One of those compounds is Quercetin, a flavonoid compound that fights oxidation and acts as an anti-carcinogen. Anthocyanins are another group of antioxidant compounds present in these spiky veggies and these color pigments are associated with a lower risk of cancers, increased memory function and healthy aging. Hopefully, that’s enough reasons to consider artichokes as more than just a mere pizza topping and give them the superfood status they deserve.
This may come as a bit of a surprise, but there are several varieties of beans that are super rich in antioxidants. Specifically, small red beans, kidney beans, and pintos all rank high on the ORAC charts. Small red beans score 13,727, while red kidney beans got a score of 8,600 and pinto beans scored 8,400.
Black beans have some excellent antioxidant properties of their own as well, while not quite as high as the three red beans, they still have an ORAC score of 8,000. With scores like these, it’s clear that all of these amazing beans are jam-packed with free radical fighting powers. Not only that, but beans are an excellent source of dietary fiber and protein and can help improve blood cholesterol reducing your risk of heart disease.
This little leafy green herb certainly polarizes opinions, but whether you love it or hate it, there’s no denying the antioxidant benefits of cilantro. You can call it a herb, you can call it a vegetable, but however you classify it, the truth is that cilantro ranks as one of the most antioxidant-rich foods out there.
Fresh, raw cilantro leaves have an ORAC score of 5,100 which means those little green leaves are full of free radical fighting compounds like quercetin and duodenal. Dodecenal is a natural antibacterial agent and has been shown to help fight salmonella bacteria, a cause of foodborne illness that has become a growing concern lately.
Herbs and Spices
Herbs and spices have been praised for centuries and are even used as medicinal compounds in many cultures, and with good reason. Now you can add antioxidants to the growing list of the many benefits of dried herbs and spices.

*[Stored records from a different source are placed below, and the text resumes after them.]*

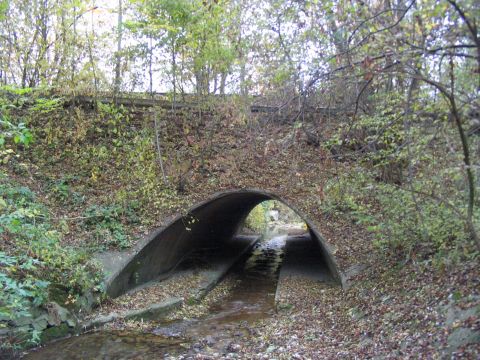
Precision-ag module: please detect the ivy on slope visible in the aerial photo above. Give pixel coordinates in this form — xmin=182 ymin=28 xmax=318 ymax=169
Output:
xmin=0 ymin=174 xmax=101 ymax=341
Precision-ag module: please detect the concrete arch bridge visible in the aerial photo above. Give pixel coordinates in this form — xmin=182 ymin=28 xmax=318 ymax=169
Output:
xmin=107 ymin=189 xmax=343 ymax=297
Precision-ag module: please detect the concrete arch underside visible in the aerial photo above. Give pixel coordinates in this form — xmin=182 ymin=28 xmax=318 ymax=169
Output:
xmin=106 ymin=189 xmax=342 ymax=297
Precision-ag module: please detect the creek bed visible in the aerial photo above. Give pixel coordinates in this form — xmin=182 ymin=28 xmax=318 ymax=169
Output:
xmin=25 ymin=235 xmax=287 ymax=360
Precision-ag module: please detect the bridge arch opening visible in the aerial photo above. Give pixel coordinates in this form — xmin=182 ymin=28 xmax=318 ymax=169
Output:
xmin=107 ymin=189 xmax=341 ymax=297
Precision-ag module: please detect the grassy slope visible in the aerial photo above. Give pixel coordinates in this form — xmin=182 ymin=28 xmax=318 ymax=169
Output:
xmin=1 ymin=99 xmax=480 ymax=358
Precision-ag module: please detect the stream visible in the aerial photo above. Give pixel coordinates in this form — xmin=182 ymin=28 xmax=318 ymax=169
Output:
xmin=25 ymin=235 xmax=287 ymax=360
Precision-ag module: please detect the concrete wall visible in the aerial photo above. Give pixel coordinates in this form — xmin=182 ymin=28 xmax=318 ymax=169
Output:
xmin=107 ymin=189 xmax=341 ymax=297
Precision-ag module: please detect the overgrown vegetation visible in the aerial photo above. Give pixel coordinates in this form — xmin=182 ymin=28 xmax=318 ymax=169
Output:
xmin=0 ymin=0 xmax=480 ymax=356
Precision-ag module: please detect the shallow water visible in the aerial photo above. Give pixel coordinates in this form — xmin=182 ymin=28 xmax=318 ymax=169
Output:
xmin=25 ymin=235 xmax=287 ymax=360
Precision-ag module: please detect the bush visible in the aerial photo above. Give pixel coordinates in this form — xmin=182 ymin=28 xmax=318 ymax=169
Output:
xmin=0 ymin=175 xmax=102 ymax=346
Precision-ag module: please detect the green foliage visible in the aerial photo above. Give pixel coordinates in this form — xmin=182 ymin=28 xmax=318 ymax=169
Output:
xmin=0 ymin=175 xmax=102 ymax=346
xmin=0 ymin=251 xmax=50 ymax=320
xmin=83 ymin=205 xmax=138 ymax=249
xmin=245 ymin=201 xmax=274 ymax=233
xmin=30 ymin=98 xmax=63 ymax=114
xmin=322 ymin=168 xmax=474 ymax=258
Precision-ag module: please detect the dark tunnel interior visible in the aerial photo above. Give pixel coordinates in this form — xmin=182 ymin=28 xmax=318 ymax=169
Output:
xmin=107 ymin=190 xmax=340 ymax=297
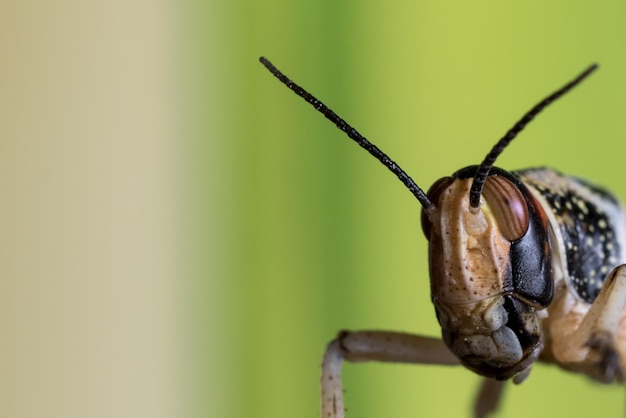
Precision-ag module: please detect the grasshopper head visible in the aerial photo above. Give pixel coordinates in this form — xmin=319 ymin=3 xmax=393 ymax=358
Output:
xmin=422 ymin=167 xmax=553 ymax=379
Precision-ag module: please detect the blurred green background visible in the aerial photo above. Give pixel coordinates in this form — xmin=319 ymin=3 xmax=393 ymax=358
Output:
xmin=0 ymin=0 xmax=626 ymax=418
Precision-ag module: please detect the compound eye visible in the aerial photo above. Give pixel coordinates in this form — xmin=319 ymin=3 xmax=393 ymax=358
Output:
xmin=422 ymin=177 xmax=453 ymax=239
xmin=483 ymin=176 xmax=529 ymax=242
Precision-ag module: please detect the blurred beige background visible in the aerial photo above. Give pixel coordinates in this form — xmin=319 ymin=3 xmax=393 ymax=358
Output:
xmin=0 ymin=0 xmax=185 ymax=417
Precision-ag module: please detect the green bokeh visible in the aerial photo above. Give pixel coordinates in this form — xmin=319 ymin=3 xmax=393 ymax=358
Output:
xmin=197 ymin=1 xmax=626 ymax=418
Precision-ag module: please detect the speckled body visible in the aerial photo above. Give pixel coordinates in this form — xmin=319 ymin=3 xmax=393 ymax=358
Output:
xmin=513 ymin=168 xmax=626 ymax=382
xmin=513 ymin=168 xmax=626 ymax=304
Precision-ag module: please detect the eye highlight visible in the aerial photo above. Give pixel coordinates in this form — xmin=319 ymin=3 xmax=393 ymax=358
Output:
xmin=483 ymin=176 xmax=529 ymax=242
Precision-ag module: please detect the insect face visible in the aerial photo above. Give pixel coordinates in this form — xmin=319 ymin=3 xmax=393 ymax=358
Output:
xmin=261 ymin=58 xmax=626 ymax=418
xmin=422 ymin=167 xmax=553 ymax=379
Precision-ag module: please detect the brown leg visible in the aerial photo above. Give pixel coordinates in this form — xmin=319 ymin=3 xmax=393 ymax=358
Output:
xmin=321 ymin=331 xmax=460 ymax=418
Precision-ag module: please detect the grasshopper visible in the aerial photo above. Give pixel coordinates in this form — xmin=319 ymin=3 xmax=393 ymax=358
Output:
xmin=260 ymin=57 xmax=626 ymax=418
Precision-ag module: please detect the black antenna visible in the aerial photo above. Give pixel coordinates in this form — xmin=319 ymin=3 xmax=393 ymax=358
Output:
xmin=470 ymin=64 xmax=598 ymax=209
xmin=259 ymin=57 xmax=435 ymax=214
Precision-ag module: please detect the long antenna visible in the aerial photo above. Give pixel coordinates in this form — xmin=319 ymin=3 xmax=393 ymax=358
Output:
xmin=470 ymin=64 xmax=598 ymax=209
xmin=259 ymin=57 xmax=435 ymax=214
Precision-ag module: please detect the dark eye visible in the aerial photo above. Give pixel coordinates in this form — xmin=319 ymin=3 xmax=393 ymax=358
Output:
xmin=422 ymin=177 xmax=454 ymax=239
xmin=483 ymin=176 xmax=529 ymax=242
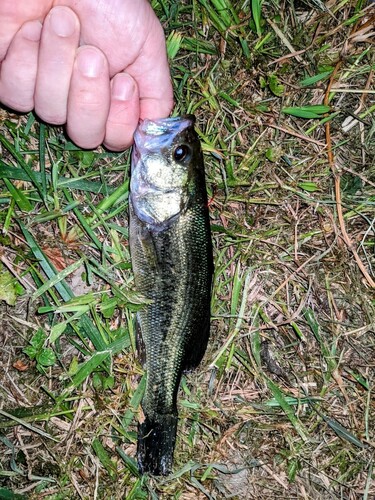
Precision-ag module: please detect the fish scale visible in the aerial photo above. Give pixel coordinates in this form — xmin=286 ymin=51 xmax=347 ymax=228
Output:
xmin=129 ymin=116 xmax=213 ymax=475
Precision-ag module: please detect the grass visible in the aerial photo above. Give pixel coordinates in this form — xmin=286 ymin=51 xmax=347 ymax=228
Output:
xmin=0 ymin=0 xmax=375 ymax=500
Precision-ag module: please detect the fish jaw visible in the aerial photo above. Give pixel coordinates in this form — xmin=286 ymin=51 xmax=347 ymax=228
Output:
xmin=130 ymin=115 xmax=195 ymax=226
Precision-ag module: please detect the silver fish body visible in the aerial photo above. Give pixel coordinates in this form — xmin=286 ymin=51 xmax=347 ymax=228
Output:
xmin=129 ymin=115 xmax=213 ymax=475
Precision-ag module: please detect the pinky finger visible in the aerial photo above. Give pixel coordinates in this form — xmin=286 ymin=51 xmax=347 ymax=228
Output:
xmin=104 ymin=73 xmax=140 ymax=151
xmin=0 ymin=21 xmax=42 ymax=112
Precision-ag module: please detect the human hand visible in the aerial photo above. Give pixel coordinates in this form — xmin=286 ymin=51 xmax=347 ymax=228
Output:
xmin=0 ymin=0 xmax=173 ymax=151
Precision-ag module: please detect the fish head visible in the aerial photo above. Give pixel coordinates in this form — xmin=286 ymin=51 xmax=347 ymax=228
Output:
xmin=130 ymin=115 xmax=202 ymax=227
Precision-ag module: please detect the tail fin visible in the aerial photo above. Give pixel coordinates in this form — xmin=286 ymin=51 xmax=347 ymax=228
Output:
xmin=137 ymin=415 xmax=177 ymax=476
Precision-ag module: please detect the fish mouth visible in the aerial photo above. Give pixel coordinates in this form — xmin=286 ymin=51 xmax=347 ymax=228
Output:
xmin=136 ymin=115 xmax=195 ymax=137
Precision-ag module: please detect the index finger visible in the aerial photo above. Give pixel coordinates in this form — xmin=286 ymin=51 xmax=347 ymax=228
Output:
xmin=126 ymin=16 xmax=173 ymax=119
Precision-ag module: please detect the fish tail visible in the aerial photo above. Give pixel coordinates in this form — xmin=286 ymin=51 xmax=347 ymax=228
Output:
xmin=137 ymin=414 xmax=177 ymax=476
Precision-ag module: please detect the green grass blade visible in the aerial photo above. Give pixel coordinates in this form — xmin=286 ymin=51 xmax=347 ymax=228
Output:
xmin=4 ymin=179 xmax=33 ymax=212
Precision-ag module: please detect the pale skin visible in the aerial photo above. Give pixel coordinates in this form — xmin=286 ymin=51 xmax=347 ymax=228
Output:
xmin=0 ymin=0 xmax=173 ymax=151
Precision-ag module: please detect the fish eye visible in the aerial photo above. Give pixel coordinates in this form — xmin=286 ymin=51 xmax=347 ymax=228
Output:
xmin=173 ymin=144 xmax=190 ymax=161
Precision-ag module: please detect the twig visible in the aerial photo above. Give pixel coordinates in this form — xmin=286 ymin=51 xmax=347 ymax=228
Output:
xmin=324 ymin=61 xmax=375 ymax=288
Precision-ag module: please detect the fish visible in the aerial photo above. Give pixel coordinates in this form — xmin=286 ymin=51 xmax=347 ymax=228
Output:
xmin=129 ymin=115 xmax=213 ymax=476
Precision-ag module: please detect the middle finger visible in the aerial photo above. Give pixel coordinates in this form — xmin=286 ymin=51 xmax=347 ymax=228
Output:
xmin=34 ymin=6 xmax=80 ymax=125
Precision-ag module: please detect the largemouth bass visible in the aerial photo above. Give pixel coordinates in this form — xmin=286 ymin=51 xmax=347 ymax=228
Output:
xmin=129 ymin=115 xmax=213 ymax=475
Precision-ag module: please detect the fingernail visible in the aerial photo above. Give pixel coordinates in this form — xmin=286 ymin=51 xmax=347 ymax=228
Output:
xmin=22 ymin=21 xmax=42 ymax=42
xmin=77 ymin=48 xmax=104 ymax=78
xmin=50 ymin=7 xmax=76 ymax=37
xmin=112 ymin=73 xmax=135 ymax=101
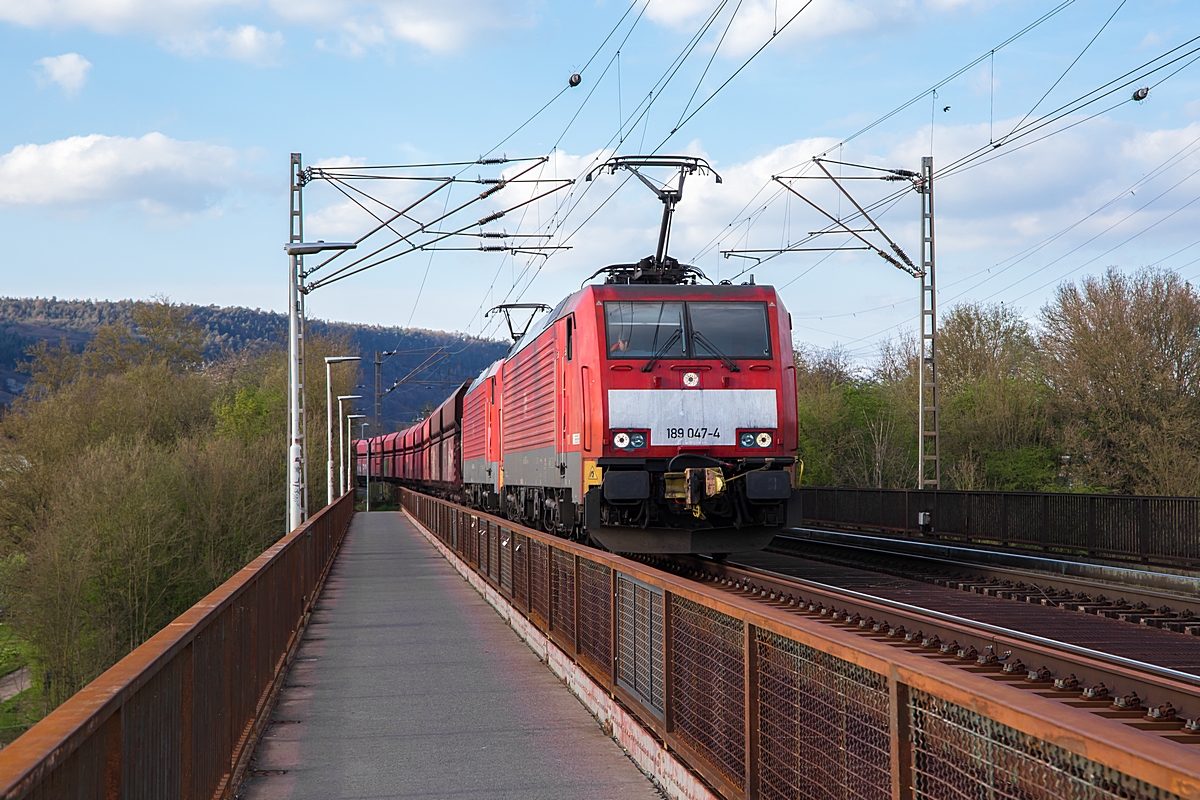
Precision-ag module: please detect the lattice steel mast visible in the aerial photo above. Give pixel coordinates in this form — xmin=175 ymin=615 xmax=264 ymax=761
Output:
xmin=288 ymin=152 xmax=308 ymax=531
xmin=917 ymin=156 xmax=942 ymax=489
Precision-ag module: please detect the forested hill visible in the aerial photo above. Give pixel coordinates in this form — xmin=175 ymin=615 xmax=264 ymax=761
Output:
xmin=0 ymin=297 xmax=508 ymax=429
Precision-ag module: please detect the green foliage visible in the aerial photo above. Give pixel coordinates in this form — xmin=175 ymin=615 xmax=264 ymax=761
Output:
xmin=212 ymin=386 xmax=287 ymax=441
xmin=0 ymin=681 xmax=46 ymax=745
xmin=0 ymin=303 xmax=354 ymax=714
xmin=796 ymin=269 xmax=1200 ymax=495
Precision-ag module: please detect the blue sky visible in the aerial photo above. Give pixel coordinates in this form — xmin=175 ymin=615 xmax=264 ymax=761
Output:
xmin=0 ymin=0 xmax=1200 ymax=360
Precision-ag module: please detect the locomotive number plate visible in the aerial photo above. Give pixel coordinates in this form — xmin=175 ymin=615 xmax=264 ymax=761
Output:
xmin=667 ymin=427 xmax=721 ymax=444
xmin=607 ymin=389 xmax=778 ymax=447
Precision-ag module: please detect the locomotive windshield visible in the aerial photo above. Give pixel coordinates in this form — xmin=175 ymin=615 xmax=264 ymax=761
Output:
xmin=604 ymin=302 xmax=683 ymax=359
xmin=605 ymin=301 xmax=770 ymax=359
xmin=688 ymin=302 xmax=770 ymax=359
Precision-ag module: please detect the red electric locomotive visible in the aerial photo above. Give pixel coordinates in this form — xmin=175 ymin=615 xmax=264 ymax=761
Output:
xmin=358 ymin=157 xmax=799 ymax=554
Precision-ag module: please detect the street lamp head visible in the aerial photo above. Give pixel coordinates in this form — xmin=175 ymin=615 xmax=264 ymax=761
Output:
xmin=283 ymin=240 xmax=358 ymax=255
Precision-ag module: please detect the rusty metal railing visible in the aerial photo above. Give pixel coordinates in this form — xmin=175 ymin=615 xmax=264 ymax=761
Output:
xmin=398 ymin=489 xmax=1200 ymax=800
xmin=0 ymin=492 xmax=354 ymax=800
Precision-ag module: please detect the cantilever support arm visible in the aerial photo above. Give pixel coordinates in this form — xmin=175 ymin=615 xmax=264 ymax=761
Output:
xmin=814 ymin=158 xmax=920 ymax=276
xmin=774 ymin=175 xmax=920 ymax=277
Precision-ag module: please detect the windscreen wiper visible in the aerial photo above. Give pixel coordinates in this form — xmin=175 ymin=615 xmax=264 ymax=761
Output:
xmin=642 ymin=327 xmax=683 ymax=372
xmin=691 ymin=330 xmax=742 ymax=372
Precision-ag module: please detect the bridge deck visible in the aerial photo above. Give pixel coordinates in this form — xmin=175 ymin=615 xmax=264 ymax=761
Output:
xmin=245 ymin=512 xmax=660 ymax=800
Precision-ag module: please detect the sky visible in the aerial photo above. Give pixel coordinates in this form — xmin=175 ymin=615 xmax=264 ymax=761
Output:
xmin=0 ymin=0 xmax=1200 ymax=362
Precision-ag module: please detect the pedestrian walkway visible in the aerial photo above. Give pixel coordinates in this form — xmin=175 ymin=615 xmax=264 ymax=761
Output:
xmin=244 ymin=512 xmax=660 ymax=800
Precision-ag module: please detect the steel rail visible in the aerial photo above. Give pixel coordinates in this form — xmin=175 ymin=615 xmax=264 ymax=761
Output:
xmin=742 ymin=567 xmax=1200 ymax=690
xmin=768 ymin=529 xmax=1200 ymax=625
xmin=397 ymin=489 xmax=1200 ymax=800
xmin=667 ymin=557 xmax=1200 ymax=741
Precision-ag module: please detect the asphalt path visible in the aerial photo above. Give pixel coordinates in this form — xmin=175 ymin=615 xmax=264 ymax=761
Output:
xmin=242 ymin=511 xmax=661 ymax=800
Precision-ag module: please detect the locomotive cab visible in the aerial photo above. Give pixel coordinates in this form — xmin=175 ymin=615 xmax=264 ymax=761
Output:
xmin=583 ymin=278 xmax=799 ymax=553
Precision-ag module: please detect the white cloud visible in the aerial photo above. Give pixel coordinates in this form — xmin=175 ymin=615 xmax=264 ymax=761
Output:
xmin=166 ymin=25 xmax=283 ymax=65
xmin=0 ymin=133 xmax=239 ymax=215
xmin=0 ymin=0 xmax=532 ymax=54
xmin=34 ymin=53 xmax=91 ymax=95
xmin=646 ymin=0 xmax=988 ymax=56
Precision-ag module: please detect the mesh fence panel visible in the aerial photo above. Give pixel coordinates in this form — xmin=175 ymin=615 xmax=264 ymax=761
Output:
xmin=755 ymin=630 xmax=892 ymax=800
xmin=908 ymin=691 xmax=1178 ymax=800
xmin=550 ymin=547 xmax=575 ymax=652
xmin=617 ymin=573 xmax=664 ymax=715
xmin=500 ymin=528 xmax=512 ymax=596
xmin=487 ymin=522 xmax=500 ymax=581
xmin=580 ymin=558 xmax=612 ymax=678
xmin=529 ymin=540 xmax=550 ymax=628
xmin=671 ymin=595 xmax=746 ymax=786
xmin=511 ymin=534 xmax=529 ymax=609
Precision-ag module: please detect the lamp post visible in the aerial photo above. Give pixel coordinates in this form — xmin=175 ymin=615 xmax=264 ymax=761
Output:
xmin=283 ymin=241 xmax=358 ymax=531
xmin=325 ymin=355 xmax=362 ymax=505
xmin=346 ymin=414 xmax=367 ymax=488
xmin=330 ymin=395 xmax=362 ymax=494
xmin=359 ymin=422 xmax=371 ymax=511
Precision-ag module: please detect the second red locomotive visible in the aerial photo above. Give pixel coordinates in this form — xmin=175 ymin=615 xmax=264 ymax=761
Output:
xmin=356 ymin=156 xmax=799 ymax=554
xmin=359 ymin=266 xmax=799 ymax=553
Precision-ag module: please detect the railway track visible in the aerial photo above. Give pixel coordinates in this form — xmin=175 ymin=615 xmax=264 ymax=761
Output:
xmin=646 ymin=552 xmax=1200 ymax=748
xmin=769 ymin=531 xmax=1200 ymax=636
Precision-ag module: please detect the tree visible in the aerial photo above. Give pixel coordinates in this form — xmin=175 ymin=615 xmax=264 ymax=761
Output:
xmin=1042 ymin=267 xmax=1200 ymax=495
xmin=937 ymin=303 xmax=1057 ymax=491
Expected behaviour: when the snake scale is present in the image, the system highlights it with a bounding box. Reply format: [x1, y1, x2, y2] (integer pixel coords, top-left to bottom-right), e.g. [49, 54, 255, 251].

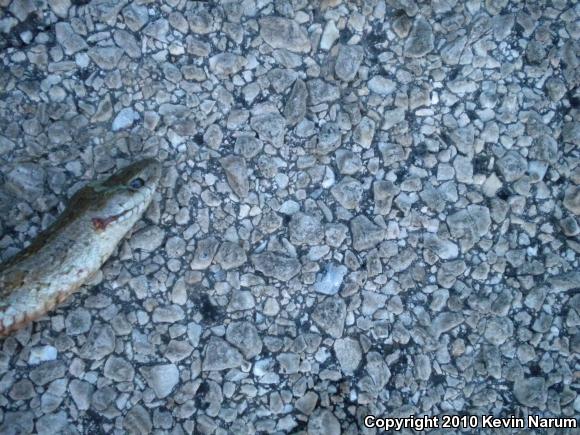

Some have a higher concentration of antioxidant compounds than others, however, like ground cloves, which have a whopping ORAC score of over 290,000.
The next highest is dried oregano with an ORAC score of 175,295, followed by dried rosemary at 165,280. While these numbers obviously indicate that herbs and spices have some of the highest antioxidant properties of all, it’s important to remember that we consume them in much smaller quantities than other foods. Still, there’s no better reason to get cooking and put some antioxidant-rich herbs and spices to work in your kitchen today.